Congress has clearly taken to heart Mark Zuckerberg’s testimony before the US House Financial Services Committee on Wednesday, 23 October 2019 regarding Libra, where he said that:
While we debate these issues, the rest of the world isn’t waiting. China is moving quickly to launch similar ideas in the coming months. Libra will be backed mostly by dollars and I believe it will extend America’s financial leadership as well as our democratic values and oversight around the world. If America doesn’t innovate, our financial leadership is not guaranteed.
The question remains, where does this leave Australia, as we eagerly await the Reserve Bank’s continuation of their CBDC experiments.
Visa vaunts vison of digital currency strategy
Not to be outdone by Mastercard, Visa recently released details of its digital currency strategy. The announcement identifies that fintechs, including those in the digital currency space, can take advantage of Visa’s FastTrack program to integrate quickly with Visa’s global network, and sets out Visa’s contribution to the digital asset industry to date.
Visa also confirms that:
We’ve been advancing and evolving our digital currency strategy for quite some time.
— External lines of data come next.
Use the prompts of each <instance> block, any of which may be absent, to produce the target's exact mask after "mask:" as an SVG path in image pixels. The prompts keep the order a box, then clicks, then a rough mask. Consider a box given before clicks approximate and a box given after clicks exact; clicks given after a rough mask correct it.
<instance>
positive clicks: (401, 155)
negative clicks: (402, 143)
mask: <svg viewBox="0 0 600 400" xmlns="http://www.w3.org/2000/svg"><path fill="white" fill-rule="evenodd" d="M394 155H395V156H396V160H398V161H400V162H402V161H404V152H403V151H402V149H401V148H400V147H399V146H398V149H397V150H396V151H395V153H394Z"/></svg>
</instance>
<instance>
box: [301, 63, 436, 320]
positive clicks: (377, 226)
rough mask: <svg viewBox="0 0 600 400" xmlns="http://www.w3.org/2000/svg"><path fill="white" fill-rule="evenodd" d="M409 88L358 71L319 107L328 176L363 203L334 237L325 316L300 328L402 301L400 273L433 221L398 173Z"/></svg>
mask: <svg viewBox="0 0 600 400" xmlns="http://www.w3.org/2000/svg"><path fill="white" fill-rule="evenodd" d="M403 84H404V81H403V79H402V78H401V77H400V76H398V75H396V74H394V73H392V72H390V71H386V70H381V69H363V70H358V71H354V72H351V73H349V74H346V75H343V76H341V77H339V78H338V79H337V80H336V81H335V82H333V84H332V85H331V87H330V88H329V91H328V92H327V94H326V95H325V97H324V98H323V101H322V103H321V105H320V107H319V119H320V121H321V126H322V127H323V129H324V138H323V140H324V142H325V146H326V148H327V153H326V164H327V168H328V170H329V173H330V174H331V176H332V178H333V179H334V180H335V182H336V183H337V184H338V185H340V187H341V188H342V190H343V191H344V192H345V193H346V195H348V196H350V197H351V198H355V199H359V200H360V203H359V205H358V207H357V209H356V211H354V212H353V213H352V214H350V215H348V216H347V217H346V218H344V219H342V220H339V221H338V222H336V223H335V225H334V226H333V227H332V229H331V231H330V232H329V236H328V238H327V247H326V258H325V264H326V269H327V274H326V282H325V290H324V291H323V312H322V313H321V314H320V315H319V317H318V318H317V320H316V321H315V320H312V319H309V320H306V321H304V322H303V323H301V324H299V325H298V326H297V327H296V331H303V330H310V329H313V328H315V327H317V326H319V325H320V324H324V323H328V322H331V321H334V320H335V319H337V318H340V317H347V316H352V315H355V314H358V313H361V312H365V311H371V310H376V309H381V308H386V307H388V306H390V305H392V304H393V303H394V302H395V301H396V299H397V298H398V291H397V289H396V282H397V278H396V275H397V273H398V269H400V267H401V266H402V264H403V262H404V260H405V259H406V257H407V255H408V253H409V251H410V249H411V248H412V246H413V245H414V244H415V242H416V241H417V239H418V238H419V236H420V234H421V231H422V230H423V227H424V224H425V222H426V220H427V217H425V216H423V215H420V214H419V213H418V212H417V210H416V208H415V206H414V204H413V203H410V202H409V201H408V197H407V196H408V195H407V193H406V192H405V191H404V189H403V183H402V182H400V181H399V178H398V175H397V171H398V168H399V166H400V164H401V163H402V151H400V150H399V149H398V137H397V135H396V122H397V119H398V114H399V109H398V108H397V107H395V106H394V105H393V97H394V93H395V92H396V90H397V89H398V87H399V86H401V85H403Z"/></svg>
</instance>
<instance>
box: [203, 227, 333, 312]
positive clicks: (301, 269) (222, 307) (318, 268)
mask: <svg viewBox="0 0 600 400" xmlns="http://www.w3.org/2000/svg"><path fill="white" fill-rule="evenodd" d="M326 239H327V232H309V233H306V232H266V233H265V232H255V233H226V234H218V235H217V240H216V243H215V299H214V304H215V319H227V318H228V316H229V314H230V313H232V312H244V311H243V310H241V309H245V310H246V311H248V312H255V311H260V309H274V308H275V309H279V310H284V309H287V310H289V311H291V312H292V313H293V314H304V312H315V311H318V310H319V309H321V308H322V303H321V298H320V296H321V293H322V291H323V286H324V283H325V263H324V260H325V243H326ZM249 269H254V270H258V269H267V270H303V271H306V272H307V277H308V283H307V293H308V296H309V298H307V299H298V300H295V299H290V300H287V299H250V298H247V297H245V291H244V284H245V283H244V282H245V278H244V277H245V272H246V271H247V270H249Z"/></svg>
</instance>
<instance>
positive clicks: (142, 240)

Emphasising the above, Visa refers to its partnerships with companies like Coinbase and Fold and its investment in digital asset custody provider Anchorage. Perhaps more interestingly, Visa confirms that its dedicated research team has been “exploring the science of blockchain technology for several years”. Visa attributes a few key projects to the work of the research team, including Zether and FlyClient. The focus on future research appears to be on new mechanisms to improve scalability and enable offline digital currency transactions.